Buy or receive a new digital weather station or clock radio recently, and not have to set the time? If so, we in the continental U.S. can thank Fort Collins-based WWVB, those blinking red light on the northeast horizon, for that atomically precise service. Today Dave Stewart will introduce Douglas Sutton, Engineering Tech for NIST (National Institute of Standards and Technology) Radio Stations WWV and WWVB, who will calibrate us all on this amazing but little known resource in our back yard...

 

WWVB is best known today for broadcasting time calibrated by the NIST-F1 cesium fountain atomic clock to an estimated 50 million radio-controlled clock radios, wall clocks, wristwatches and other timekeeping devices across the U.S. mainland. This year WWVB is celebrating its 50th year. But back in 1963, the station had an entirely different audience, broadcasting standard frequencies at the high accuracy needed by satellite and missile programs. The time signal, added two years later, then became a popular means of synchronizing power plants to prevent brownouts, and coordinating analog telephone networks.

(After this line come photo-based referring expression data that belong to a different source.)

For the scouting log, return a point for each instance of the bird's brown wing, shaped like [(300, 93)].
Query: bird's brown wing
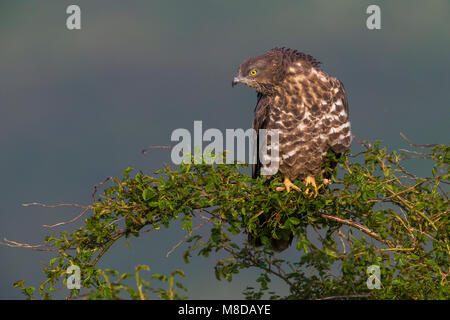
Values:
[(260, 121)]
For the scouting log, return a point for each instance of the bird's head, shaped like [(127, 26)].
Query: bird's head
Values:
[(263, 73)]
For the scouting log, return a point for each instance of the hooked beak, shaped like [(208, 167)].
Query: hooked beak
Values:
[(236, 80)]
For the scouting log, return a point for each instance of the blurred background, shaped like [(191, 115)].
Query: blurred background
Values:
[(79, 106)]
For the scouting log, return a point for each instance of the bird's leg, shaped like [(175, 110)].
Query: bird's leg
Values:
[(288, 185), (311, 181)]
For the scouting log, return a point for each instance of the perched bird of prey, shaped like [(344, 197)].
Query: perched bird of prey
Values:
[(308, 107)]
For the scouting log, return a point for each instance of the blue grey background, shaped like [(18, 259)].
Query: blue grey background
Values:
[(79, 106)]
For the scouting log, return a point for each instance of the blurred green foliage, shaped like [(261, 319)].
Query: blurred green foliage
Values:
[(374, 213)]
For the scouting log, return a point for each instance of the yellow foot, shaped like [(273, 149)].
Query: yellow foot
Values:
[(288, 185), (311, 181)]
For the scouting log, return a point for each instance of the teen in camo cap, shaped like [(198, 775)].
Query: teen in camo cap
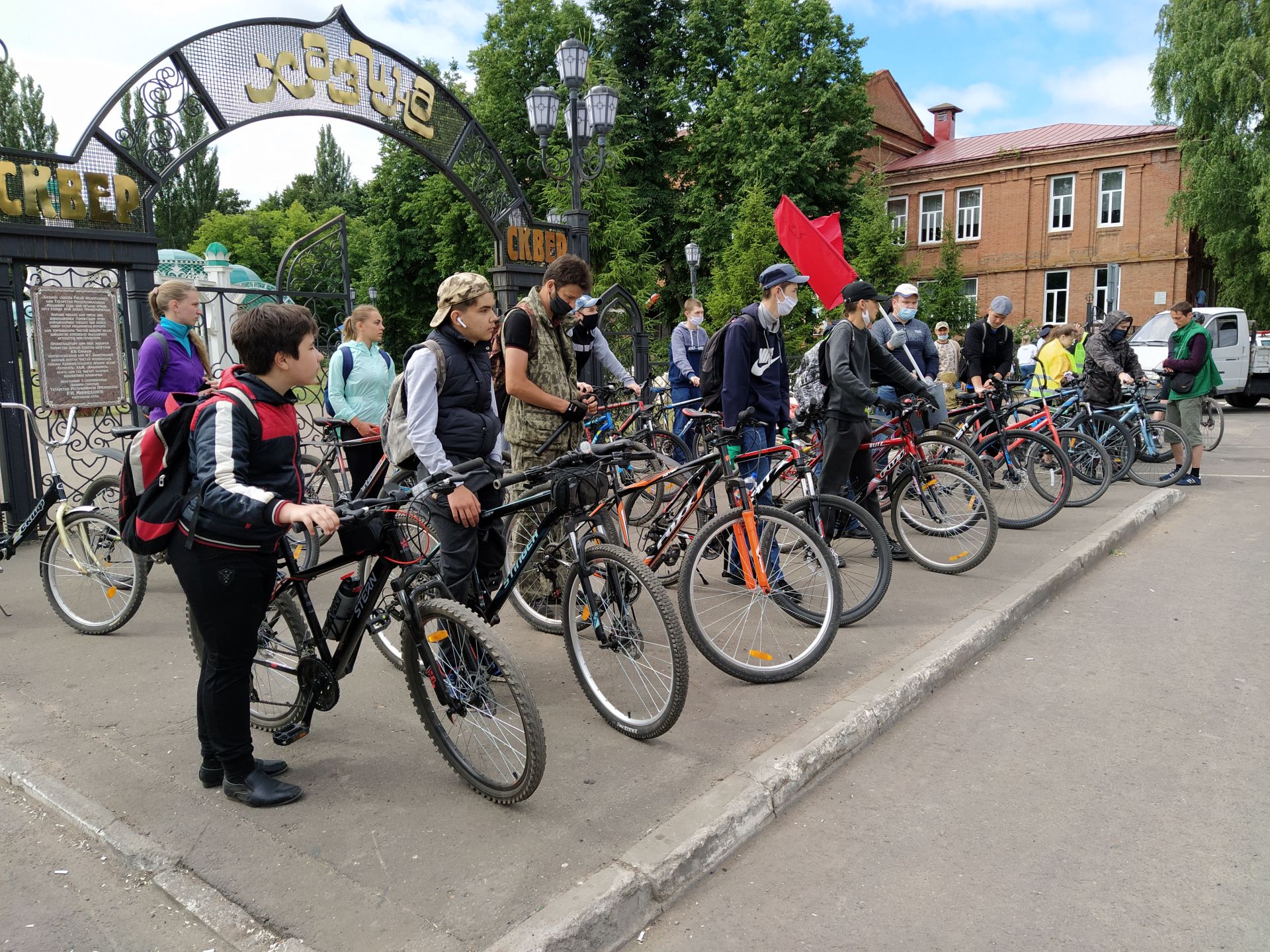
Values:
[(459, 290)]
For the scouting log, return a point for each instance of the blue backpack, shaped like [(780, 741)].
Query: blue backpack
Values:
[(346, 366)]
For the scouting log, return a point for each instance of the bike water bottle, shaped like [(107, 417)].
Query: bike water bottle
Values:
[(342, 606)]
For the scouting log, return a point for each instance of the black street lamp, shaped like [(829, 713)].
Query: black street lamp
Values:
[(591, 116), (693, 254)]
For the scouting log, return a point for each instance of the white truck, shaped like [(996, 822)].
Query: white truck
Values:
[(1241, 357)]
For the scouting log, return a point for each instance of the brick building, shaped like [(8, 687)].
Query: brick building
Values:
[(1056, 218)]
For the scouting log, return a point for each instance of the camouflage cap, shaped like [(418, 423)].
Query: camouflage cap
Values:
[(456, 290)]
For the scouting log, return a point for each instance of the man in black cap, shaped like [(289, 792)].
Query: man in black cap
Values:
[(854, 360), (756, 374)]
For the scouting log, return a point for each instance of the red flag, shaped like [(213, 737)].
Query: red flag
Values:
[(816, 249)]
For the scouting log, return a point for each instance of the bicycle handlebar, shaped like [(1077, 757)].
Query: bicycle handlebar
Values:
[(588, 451), (34, 429)]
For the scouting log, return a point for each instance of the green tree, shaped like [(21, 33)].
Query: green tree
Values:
[(258, 239), (788, 110), (642, 52), (517, 55), (1210, 74), (196, 188), (872, 243), (22, 112), (944, 295), (423, 230)]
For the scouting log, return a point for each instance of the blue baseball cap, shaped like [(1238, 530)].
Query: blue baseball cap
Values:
[(781, 274)]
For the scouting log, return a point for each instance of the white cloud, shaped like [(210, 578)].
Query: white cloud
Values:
[(980, 100), (1115, 91), (113, 44)]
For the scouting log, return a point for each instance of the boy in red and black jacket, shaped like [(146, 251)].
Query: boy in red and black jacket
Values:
[(244, 461)]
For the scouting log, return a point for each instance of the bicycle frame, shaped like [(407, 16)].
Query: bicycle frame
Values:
[(56, 492)]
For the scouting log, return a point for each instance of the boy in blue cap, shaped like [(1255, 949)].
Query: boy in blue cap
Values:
[(756, 374)]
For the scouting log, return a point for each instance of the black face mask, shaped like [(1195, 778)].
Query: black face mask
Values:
[(559, 307)]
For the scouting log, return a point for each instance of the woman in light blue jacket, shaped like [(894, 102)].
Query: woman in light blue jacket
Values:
[(357, 386)]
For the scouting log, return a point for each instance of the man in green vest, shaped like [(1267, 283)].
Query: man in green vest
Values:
[(541, 377), (542, 390), (1191, 375)]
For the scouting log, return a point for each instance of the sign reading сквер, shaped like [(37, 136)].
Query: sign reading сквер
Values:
[(78, 347)]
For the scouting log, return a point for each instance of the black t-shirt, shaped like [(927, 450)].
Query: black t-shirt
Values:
[(517, 331)]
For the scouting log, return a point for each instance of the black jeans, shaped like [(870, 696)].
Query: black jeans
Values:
[(361, 462), (228, 594), (462, 550), (845, 461)]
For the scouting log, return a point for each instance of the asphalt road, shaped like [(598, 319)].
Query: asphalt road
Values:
[(1096, 782)]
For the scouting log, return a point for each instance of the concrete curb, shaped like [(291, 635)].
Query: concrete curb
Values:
[(211, 906), (613, 905)]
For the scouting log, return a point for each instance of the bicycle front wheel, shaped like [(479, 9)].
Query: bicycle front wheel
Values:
[(1028, 475), (91, 578), (278, 697), (1154, 462), (943, 518), (755, 631), (1091, 467), (625, 645), (860, 547), (1212, 423), (473, 701)]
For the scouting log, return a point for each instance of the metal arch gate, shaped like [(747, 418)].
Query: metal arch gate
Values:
[(103, 193), (621, 319)]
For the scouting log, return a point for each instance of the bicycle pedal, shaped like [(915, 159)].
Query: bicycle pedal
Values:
[(290, 734)]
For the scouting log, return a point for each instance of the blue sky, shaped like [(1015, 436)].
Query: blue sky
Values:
[(1009, 63), (1015, 63)]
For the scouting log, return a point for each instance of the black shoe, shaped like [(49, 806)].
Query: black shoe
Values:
[(215, 776), (788, 592), (898, 554), (259, 789)]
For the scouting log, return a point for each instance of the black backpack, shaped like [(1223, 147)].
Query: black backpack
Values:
[(712, 364)]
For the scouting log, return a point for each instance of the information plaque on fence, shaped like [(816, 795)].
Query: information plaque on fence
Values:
[(78, 347)]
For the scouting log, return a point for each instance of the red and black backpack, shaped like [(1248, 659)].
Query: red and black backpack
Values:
[(155, 483)]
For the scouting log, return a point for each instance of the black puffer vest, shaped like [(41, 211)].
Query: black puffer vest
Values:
[(468, 424)]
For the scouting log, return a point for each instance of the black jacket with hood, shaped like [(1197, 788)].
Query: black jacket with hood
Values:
[(1105, 361)]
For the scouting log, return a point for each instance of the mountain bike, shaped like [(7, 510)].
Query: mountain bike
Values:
[(1152, 440), (759, 588), (1028, 474), (465, 686), (943, 517), (92, 580), (1091, 463), (621, 634)]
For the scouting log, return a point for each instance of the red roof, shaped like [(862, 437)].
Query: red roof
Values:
[(1064, 134)]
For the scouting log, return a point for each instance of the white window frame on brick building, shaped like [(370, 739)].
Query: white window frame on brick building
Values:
[(1107, 298), (1057, 298), (930, 221), (969, 216), (1062, 206), (1111, 200), (900, 218)]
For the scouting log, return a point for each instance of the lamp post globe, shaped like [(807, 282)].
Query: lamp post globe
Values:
[(572, 59), (693, 255), (542, 104), (603, 110)]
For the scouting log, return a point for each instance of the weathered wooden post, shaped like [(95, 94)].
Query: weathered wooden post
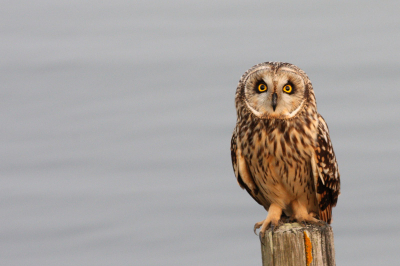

Enhanced technology now allows any time-controlled device, such as refrigerators, microwave ovens, thermostats, motor vehicles, traffic light timers and lawn sprinkler systems to receive atomic time over the airwaves.

WWVB was not NIST's first foray into radio. This year marks the 91st anniversary of NIST's high-frequency radio station WWV, which shares the Fort Collins site. WWV began experimental broadcasts in Washington, D.C., in 1920, and continuous operations in 1923. The signal moved to Fort Collins in 1966.

Douglas Sutton grew up in Nebraska, and came to Colorado to “pursue his dreams and play in the snow”. He earned a Computer Digital Electronics degree at Red Rocks Community College before joining the NIST’s Microwave Metrology group in 1990. He earned his Electronics Engineering degree at CSU, before transferring to NOAA’s Space Forecast Center. In 1995 he returned to NIST’s Time and Frequency group to work for Radio Station WWV & WWVB. Sutton and his wife, “the girl of his dreams”, have two girls.